We illustrate some prediction results on corresponding 2D images in Fig. 5. The scenario in the image captured by the front-facing camera does not show the entire scenario. However, it is more intrinsic to project the trajectory results on the image. In most heterogeneous traffic scenarios, our algorithm computes a reasonably accurate predicted trajectory and is close to the ground truth. If we have prior trajectories over a longer duration, the prediction accuracy increases.

When traffic-agents are moving on straight lanes, it is easy to predict their trajectories because almost all the traffic-agents are moving in straight direction. It is more challenging to provide accurate prediction in cross roads, as the agents are turning. Fig. 5 shows 2D experimental results of two sequences in cross areas. There are some overlaps on trajectories. In these scenarios, there are many curves with high curvature because of left turn. Our algorithm can compute accurate predicted trajectories in these cases.

Conclusion

In this paper, we have presented a novel LSTM-based algorithm, TrafficPredict, for predicting trajectories for heterogeneous traffic-agents in urban environment. We use a instance layer to capture the trajectories and interactions for instances and use a category layer to summarize the similarities of movement pattern of instances belong to the same type and guide the prediction algorithm. All the information in spatial and temporal space can be leveraged and transferred in our designed 4D Graph. Our method outperforms previous state-of-the-art approaches in improving the accuracy of trajectory prediction on our new collected dataset for heterogeneous traffic. We have evaluated our algorithm in traffic datasets corresponding to urban dense scenarios and observe good accuracy. Our algorithm is realtime and makes no assumption about the traffic conditions or the number of agents.
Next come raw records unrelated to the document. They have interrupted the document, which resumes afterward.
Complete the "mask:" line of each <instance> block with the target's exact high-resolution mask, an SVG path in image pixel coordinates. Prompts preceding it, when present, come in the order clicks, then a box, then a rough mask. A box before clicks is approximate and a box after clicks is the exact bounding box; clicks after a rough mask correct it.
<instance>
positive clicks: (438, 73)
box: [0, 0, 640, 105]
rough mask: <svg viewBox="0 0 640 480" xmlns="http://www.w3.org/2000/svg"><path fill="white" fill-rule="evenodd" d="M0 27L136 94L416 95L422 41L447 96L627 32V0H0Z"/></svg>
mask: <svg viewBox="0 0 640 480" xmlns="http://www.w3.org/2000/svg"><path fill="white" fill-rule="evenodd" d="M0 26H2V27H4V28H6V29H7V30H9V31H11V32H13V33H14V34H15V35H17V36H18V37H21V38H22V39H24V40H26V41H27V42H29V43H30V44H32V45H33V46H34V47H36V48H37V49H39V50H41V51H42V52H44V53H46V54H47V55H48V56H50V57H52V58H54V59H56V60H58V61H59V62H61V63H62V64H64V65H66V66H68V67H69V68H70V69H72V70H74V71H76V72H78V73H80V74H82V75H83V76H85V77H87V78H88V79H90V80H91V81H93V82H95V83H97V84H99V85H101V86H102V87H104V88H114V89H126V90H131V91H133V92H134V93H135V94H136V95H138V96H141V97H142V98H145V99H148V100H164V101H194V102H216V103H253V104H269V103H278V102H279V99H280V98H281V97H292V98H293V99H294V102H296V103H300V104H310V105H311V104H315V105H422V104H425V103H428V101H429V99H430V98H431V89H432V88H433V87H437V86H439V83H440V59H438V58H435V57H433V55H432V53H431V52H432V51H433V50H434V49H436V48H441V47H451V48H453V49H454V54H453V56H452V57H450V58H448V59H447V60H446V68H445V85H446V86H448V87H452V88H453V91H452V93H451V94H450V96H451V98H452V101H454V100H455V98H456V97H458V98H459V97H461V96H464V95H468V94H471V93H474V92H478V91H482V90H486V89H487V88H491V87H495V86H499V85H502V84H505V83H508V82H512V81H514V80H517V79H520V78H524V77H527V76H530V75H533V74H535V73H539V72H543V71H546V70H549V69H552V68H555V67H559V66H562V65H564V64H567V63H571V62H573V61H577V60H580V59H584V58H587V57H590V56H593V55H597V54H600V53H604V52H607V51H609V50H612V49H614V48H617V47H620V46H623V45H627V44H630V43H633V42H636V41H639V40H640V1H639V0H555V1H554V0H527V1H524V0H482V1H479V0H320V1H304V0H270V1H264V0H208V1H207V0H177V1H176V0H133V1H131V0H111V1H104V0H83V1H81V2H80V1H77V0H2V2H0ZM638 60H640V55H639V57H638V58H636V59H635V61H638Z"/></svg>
Our approach has some limitations. Its accuracy varies based on traffic conditions and the duration of past trajectories. In the future, we will consider more constraints, like the lane direction, the traffic signals and traffic rules, etc. to further improve the accuracy of trajectory prediction. Furthermore, we would like to evaluate the performance in more dense scenarios.

Acknowledgement

Dinesh Manocha is supported in part by ARO Contract W911NF16-1-0085, and Intel. We appreciate all the people who offered help for collecting the dataset.